Наконец, у бывших участников боевых действий не так уж редко ПТСР развивается
уже при воздействии послевоенных стресс-факторов (Мякотных В.С., Торгашов М.Н.,
2015), что в определенной степени ставит этих лиц в один ряд с представителями
общей популяции.
Действительно, участие в вооруженных конфликтах, как известно,
связано с действием многочисленных стресс-факторов (Овчинников Б.В., 1995;
Абдурахманов Р.А., 1996; Мякотных В.С., 2009; Мякотных В.С., Торгашов М.Н.,
2015). Но и последующая адаптация участников боевых действий к мирной жизни
также связана с присутствием факторов стресса, часто усиливающих процессы
дезадаптации психосоматического состояния ветеранов (Фокин А.А., Лыткин В.М.,
Снедков Е.В., 2001). Именно поэтому мы в нашем исследовании все стресс-факторы
подразделили на боевые и послевоенные. Боевые стресс-факторы испытали 155
(96,3%) пациентов из 161, составивших основу наших наблюдений. При этом ранения
и травмы получили 117 (75,5%) человек из этих 155, из них боевые травмы получили
95 (81,2%) из 117. По степени тяжести среди боевых травм преобладали легкие и
средней тяжести – соответственно у 44 (46,3%) и 37 (39,0%) пострадавших.

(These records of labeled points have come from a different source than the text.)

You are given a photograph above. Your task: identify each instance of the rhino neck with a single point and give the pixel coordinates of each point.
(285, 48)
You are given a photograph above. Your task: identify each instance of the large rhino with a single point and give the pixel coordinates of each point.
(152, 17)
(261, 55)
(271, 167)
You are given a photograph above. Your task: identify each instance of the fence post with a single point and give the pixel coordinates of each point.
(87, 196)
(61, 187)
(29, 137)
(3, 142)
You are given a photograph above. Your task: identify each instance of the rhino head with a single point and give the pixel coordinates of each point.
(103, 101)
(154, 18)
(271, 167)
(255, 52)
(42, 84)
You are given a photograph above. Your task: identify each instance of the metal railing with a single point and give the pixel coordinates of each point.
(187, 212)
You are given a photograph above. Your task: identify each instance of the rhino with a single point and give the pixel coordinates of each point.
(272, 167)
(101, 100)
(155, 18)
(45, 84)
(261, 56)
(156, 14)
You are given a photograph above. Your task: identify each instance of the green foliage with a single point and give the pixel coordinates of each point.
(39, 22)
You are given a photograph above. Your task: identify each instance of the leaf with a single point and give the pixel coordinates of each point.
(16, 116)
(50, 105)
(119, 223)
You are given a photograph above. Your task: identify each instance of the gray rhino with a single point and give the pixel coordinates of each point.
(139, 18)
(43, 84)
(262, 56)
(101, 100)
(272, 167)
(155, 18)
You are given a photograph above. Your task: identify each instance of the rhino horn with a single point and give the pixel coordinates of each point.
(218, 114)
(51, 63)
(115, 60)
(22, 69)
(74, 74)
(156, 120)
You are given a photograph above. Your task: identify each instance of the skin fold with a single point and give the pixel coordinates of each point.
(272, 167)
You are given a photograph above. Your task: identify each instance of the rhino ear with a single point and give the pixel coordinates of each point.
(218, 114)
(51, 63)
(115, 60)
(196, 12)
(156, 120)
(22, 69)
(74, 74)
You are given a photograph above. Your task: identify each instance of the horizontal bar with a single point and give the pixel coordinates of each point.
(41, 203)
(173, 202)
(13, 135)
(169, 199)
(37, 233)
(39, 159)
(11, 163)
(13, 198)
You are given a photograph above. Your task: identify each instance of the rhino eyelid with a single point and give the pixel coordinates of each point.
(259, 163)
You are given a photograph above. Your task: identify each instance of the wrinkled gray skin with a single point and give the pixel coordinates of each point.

Диагностика ПТСР проводилась на основании критериев МКБ-10 и DSM-IV.
Эти критерии следующие: A)
наличие травматического стрессового события или ситуации;
B) постоянно повторяющиеся переживания
травматического события - «погружение»; C)
устойчивое избегание раздражителей, ассоциирующихся с травмой, не наблюдавшееся
до стрессового события; D)
устойчивые симптомы повышенной физиологической возбудимости - «гипервозбудимость»,
не наблюдавшиеся до травматического стресса; E)
длительность присутствия симптомов не менее 1 месяца;
F) расстройство вызывает клинически значимое тяжелое
эмоциональное состояние или нарушения в социальной, профессиональной или других
важных сферах жизнедеятельности (Тарабрина Н.В., 2001). Кроме того, диагноз ПТСР
подтверждался при участии психиатра, психолога, на основании клинического
наблюдения и результатов исследования по опроснику травматического стресса (ОТС)
И.О. Котенева (1996). В данный опросник включены 110 утверждений, на которые
предлагается 5 вариантов ответов, выраженных в баллах: 5 – абсолютно верно; 4 –
скорее верно; 3 – отчасти верно, а отчасти неверно; 2 – скорее неверно; 1 –
абсолютно неверно. Подсчет баллов проводился по субшкалам, которые включали: А.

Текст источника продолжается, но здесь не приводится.